Water cooled cellar off the main kitchen

Within the inner walls of the pentagon shaped fort

Entrance has a drawbridge over the moat, thick wooden doors and a portcullis

Royal Carriage

Until visiting the fort of San Diego, I had never realized quite how powerful the Spanish were and how many lands they controlled, nor how much of an influence has been exerted by the Filipinos. There is a strong eastern influence especially with food and culture.

Looking out over Acapulco over the ramparts from the fort, we got a good idea of what a great vantage point this was and how the many cannons could easily take out ships in Acapulco bay.  This is probably why the fort never fell to any pirates or buccaneers.  We also saw several hundred cars lined up ready to be exported.

There are a lot of decaying buildings because of lower rate of tourism (cruise ships no longer pulling in to port here) caused by the drug related violence as well the the over abundance of vendors from the every growing number of shanty towns that cling to the hills.  However, there seems to be action to encourage tourism back (the main source of income) with the strong police and security presence as we have been seeing on most of our travels.

There are lots of signs of people trying to beautify their surroundings and labor is nearly always manual - look at the mosaics being painstakingly applied to a wall of a music college in a narrow street across from the fort.

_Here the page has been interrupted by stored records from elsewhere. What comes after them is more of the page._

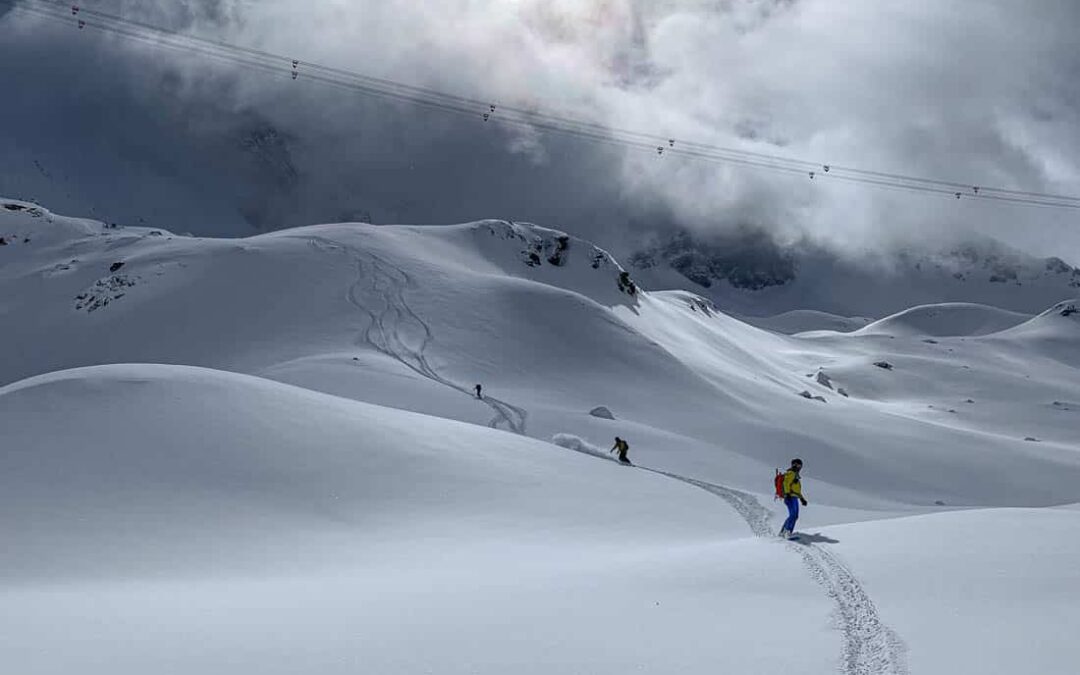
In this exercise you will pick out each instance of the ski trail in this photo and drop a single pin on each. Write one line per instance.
(869, 646)
(391, 320)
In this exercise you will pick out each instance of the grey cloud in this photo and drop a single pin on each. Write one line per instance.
(977, 91)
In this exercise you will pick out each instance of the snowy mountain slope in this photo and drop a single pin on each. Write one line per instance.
(270, 521)
(945, 320)
(277, 528)
(415, 316)
(806, 320)
(746, 272)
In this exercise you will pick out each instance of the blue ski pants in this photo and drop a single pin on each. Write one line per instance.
(793, 512)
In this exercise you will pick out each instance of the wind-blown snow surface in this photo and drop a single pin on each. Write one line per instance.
(279, 528)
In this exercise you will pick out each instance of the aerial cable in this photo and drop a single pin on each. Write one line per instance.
(528, 118)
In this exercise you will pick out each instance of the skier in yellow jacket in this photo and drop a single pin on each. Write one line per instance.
(793, 496)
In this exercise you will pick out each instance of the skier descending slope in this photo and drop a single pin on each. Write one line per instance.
(623, 447)
(793, 495)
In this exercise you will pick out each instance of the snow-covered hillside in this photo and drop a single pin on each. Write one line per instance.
(285, 528)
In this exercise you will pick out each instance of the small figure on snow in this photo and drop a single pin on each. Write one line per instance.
(623, 447)
(793, 496)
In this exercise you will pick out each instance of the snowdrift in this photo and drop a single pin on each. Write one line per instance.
(946, 320)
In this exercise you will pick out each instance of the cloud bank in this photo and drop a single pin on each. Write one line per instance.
(983, 92)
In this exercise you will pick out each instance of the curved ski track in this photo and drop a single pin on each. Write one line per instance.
(390, 323)
(869, 646)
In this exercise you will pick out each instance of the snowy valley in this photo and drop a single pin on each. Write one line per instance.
(267, 455)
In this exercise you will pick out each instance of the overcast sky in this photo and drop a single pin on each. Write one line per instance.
(985, 92)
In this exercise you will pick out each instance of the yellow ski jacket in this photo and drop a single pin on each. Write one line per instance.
(792, 484)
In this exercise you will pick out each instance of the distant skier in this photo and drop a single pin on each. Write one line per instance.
(623, 447)
(793, 496)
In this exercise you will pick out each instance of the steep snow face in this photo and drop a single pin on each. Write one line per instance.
(748, 273)
(551, 326)
(279, 528)
(946, 320)
(807, 320)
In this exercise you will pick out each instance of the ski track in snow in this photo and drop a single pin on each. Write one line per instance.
(389, 325)
(869, 646)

Unfortunately we missed the cliff divers because we got there after lunch and their next performance was only going to be at 7:30 in the evening, we had to pay 20 pesos to park the car before we found that out so went for a stroll around the area but there is nothing there except for some really questionable looking dirty food stalls and the usual mechanic shops etc.
Site of the cliff divers with viewing platform
We got out of there quickly and headed down towards the beach area to look for somewhere to get something to eat.  Once again it was a bit of a fight with the traffic and the very narrow streets - somehow it just works though.  Look at the bus stops in the middle of the street, pretty clever really because there is a bus lane in the middle of each side of the road so you can get off the bus in the middle and get another bus going in the opposite direction without having to cross the street.

Enough already of this city, let's get out of town and head back to Playa Diamente to get a very late lunch.  On the way back I saw the most beautiful bay with a Marina, surely with all those big boats out there, there must be somewhere where the more wealthy people don't mind eating?

Looks beautiful doesn't it?  Well the up close and personal truth was not a beautiful site and there were many food vendors that I couldn't (wouldn't?) bring myself to get food from but we finally found one place that looked better than others so we decided to take a chance.  The restaurant had a lovely view of the bay and even had it's own swimming pool - I can only imagine the fun that is had there late in the evening when tequila and swimming pool come together. It was actually a pretty nice place and we had 'dedos de pesco' (fingers of fish, nothing like fish fingers though) with rice, lettuce and tomato slices which we washed down with a corona and a coke - when we questioned the waiter about type of fish it was (it was a very firm nice flavored fish) we found out that we had been eating marlin.

One the way out we saw some more examples of the exciting wall art that is quite prevalent in Mexico - there is actually quite a following of Mexican graffiti and murals.